In November this year the UK will play host to COP 26, the UN-backed climate change conference. High on the agenda will be the willingness of everyone to work towards a Net Zero world for greenhouse gas emissions.
USS made its own pledge to be Net Zero by 2050 if not before earlier this year, and key to that strategy will be investing in technologies that create energy in a way that reduces our environmental impact.
While the environmental credentials of renewable energy is an obviously attractive reason to invest, pension schemes, in general, have traditionally been cautious due to the need to generate reliable returns in order to pay pensions. Even windfarms, which have been around for decades, take a long time to build, need finance to maintain and even then, the wind does not blow all of the time!

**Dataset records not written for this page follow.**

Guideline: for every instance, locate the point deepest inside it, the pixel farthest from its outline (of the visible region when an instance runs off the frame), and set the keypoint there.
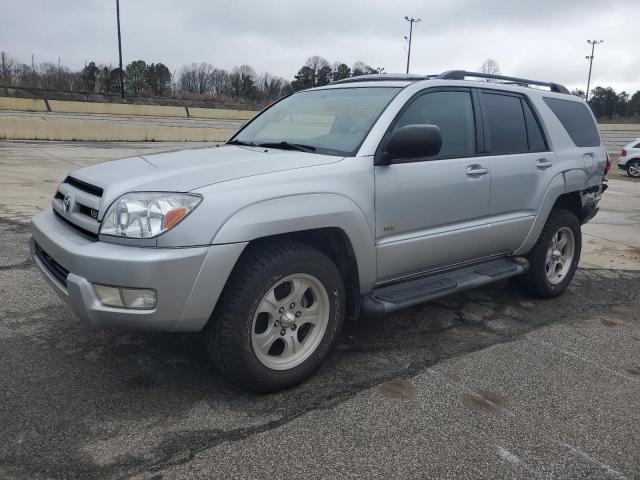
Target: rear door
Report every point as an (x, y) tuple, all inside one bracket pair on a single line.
[(522, 166)]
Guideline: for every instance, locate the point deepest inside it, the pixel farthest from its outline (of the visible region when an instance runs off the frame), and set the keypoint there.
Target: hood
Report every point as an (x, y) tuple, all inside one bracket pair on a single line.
[(186, 170)]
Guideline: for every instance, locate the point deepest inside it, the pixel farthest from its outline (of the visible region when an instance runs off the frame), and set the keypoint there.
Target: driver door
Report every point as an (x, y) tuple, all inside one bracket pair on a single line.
[(432, 212)]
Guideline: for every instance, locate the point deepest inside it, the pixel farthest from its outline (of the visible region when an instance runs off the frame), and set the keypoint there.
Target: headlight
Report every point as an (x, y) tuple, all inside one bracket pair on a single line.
[(146, 215)]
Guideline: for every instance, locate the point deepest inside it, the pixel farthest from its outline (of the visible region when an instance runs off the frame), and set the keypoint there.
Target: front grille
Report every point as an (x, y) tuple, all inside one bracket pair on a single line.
[(84, 186), (82, 231), (57, 270), (77, 203)]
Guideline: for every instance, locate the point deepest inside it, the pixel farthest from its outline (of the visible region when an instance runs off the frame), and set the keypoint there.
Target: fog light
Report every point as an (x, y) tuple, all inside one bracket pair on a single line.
[(120, 297)]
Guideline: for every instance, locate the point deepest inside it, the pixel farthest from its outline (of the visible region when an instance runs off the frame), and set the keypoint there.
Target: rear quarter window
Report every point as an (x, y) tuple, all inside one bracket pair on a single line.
[(576, 120)]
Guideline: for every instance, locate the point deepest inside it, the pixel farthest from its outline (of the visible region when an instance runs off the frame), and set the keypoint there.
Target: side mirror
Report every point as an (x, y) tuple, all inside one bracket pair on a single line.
[(414, 141)]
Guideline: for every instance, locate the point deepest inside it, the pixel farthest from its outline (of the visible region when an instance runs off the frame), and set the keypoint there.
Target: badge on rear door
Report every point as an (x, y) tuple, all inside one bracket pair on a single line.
[(66, 204)]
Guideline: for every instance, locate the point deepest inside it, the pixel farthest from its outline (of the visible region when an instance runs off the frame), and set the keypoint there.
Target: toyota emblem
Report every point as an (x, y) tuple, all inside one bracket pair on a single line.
[(66, 204)]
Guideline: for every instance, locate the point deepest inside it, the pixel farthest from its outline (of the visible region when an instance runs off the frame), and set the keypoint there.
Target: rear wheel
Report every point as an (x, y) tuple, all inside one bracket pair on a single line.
[(633, 168), (278, 316), (554, 258)]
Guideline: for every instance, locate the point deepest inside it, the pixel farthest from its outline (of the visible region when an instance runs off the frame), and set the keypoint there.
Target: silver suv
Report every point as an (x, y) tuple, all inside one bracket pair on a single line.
[(358, 198)]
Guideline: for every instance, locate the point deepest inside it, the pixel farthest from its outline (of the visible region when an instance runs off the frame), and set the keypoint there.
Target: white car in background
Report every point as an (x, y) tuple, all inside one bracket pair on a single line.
[(630, 159)]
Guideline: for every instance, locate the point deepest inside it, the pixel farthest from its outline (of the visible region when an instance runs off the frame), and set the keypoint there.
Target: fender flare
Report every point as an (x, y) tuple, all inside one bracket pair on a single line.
[(296, 213), (556, 187)]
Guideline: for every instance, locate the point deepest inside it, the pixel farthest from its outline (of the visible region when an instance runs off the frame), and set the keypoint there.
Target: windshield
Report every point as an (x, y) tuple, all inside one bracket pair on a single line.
[(334, 121)]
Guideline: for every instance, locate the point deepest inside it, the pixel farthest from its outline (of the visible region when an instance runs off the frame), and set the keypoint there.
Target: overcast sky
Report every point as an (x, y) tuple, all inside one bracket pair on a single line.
[(542, 39)]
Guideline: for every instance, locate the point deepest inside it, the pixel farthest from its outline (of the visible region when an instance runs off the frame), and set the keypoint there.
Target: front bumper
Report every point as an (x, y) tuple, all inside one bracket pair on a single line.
[(188, 281)]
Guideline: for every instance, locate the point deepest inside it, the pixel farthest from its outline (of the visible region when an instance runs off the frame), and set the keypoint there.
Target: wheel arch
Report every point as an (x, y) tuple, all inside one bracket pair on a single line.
[(563, 192), (330, 222)]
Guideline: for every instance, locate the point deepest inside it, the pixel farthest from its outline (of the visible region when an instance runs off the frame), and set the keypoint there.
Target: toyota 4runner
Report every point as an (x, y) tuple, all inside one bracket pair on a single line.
[(365, 196)]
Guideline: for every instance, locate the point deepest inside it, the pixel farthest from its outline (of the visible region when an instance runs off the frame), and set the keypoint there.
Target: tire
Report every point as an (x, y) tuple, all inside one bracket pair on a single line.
[(633, 168), (545, 279), (244, 336)]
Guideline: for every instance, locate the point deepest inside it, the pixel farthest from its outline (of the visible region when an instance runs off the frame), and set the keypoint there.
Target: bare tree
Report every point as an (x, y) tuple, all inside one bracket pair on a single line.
[(361, 68), (271, 87), (220, 82), (319, 69), (6, 68), (491, 67), (196, 78)]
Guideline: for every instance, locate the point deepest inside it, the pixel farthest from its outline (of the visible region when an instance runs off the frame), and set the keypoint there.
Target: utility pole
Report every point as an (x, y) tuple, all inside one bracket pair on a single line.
[(593, 44), (411, 22), (120, 49)]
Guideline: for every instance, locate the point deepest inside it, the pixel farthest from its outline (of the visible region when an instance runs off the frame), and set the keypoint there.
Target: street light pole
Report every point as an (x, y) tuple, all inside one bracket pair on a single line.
[(411, 22), (120, 49), (593, 44)]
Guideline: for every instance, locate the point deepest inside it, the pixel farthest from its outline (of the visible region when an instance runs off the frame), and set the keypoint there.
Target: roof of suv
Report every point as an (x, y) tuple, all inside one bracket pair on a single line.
[(405, 79)]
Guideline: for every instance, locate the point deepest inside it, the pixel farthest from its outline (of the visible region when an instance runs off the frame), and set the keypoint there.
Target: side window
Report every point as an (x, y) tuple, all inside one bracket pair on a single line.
[(452, 112), (576, 120), (534, 132), (507, 128)]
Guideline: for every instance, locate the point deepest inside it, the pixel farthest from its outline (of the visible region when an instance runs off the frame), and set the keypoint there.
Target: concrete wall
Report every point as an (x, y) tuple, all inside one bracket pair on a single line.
[(41, 127), (22, 104), (127, 109)]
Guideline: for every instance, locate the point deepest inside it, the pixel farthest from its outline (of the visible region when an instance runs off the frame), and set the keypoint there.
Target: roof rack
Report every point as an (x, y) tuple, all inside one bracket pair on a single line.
[(453, 75), (461, 75), (386, 77)]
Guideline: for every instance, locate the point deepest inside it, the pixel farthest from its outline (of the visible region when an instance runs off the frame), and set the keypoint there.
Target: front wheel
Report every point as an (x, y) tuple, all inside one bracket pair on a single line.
[(633, 168), (554, 258), (280, 313)]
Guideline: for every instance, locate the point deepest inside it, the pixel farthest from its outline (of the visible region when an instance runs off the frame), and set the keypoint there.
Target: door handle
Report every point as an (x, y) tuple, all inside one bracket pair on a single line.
[(476, 170), (543, 163)]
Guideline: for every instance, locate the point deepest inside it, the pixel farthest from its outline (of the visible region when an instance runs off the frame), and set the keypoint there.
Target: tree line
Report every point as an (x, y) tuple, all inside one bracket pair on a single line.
[(607, 103), (240, 84), (197, 80)]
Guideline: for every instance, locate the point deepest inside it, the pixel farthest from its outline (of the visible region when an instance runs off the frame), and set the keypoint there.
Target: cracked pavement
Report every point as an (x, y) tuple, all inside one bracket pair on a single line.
[(485, 384)]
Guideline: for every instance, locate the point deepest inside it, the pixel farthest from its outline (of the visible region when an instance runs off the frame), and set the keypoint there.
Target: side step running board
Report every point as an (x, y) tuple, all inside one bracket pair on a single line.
[(412, 292)]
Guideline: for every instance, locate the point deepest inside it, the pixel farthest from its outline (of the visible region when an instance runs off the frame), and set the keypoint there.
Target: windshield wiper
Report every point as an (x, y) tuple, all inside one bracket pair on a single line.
[(288, 146), (242, 143)]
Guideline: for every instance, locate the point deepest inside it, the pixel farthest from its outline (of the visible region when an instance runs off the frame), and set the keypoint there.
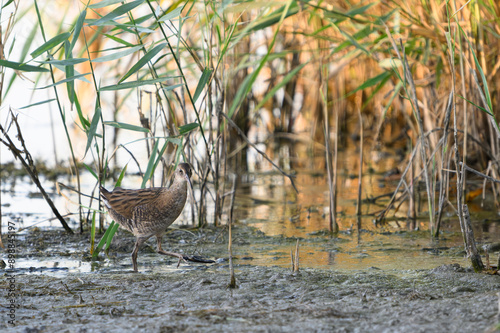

But USS Investment Management, which has a team of specialists who have been investing in long-term projects for decades, has the skills in-house to enable us to properly analyse the risks and rewards for the scheme.
For one thing, windfarms, and solar are by their nature long-life assets – windfarms can last 30 years or more while solar photovoltaic panels have a useful life of up to 40 years. As well as that, investors can benefit from feed-in tariffs and also enter into long-term Power Purchase Agreements, to sell an agreed amount of power over a lengthy contract. This can mitigate some of the risk of the investment.
But also, as the investment arm of a very large open scheme, it is our job to invest in as broad a way as we can in order to pay members’ pensions.
We made our first investments in renewable energy in 2006 and now have over £1.2 billion either invested or committed in the sector – either directly, for example through owning a share in a number of UK windfarms, or - through lending to renewable projects.
Only last month we announced a significant new investment in solar, a new direct investment area for us – with a €225m investment in a 4000MW Spanish energy platform. Our investment will see USS not only invest in existing farms of solar photovoltaic panels, but also support the building of a pipeline of new ones into the future.
Aside from solar, most of our direct renewables investment is in windfarms. In 2016, when the UK Government announced the sale of the Green Investment Bank (GIB) - set up to attract private investment into renewable energy projects in the UK - a number of potential partners approached us about joining them to buy the group.
We became part of a Macquarie-led consortium and ultimately bought a 37.5% stake in a portfolio of eight offshore windfarms, two of which were still under construction at the time. One of these – Rampion, was the South Coast’s first offshore windfarm and can be clearly seen from Brighton’s beaches today.
As at the end of December 2020, the greenhouse gas emissions avoided by this portfolio during the year was equivalent to taking 1.3 million petrol cars off the road [source: Green Investment Group, part of Macquarie report prepared for USS using gov.uk data for equivalent emissions from passenger vehicles].
We did not just buy into the windfarms themselves, however, we also bought GIB’s book of loans. The loan book had been established to provide finance to a range of renewable energy technologies including wind, energy-from-waste, and biomass. This was put together with USS’s existing loan portfolio which had been bought from the Co-Operative bank in 2015 and provided finance to 34 UK-based wind farms.
The combined entity was renamed L1 Renewables and now manages a portfolio worth £523m across a range of renewable energy technologies. L1 supplies power to around 172,000 energy efficient streetlights across five local authorities.
And we are actively looking for to do more, investing as an owner and a lender, in all aspects of decarbonisation technology.
Nothing in this article should be construed as an offer, invitation or general solicitation to buy or sell any investments or securities, provide investment advice or to engage in any other transaction or service.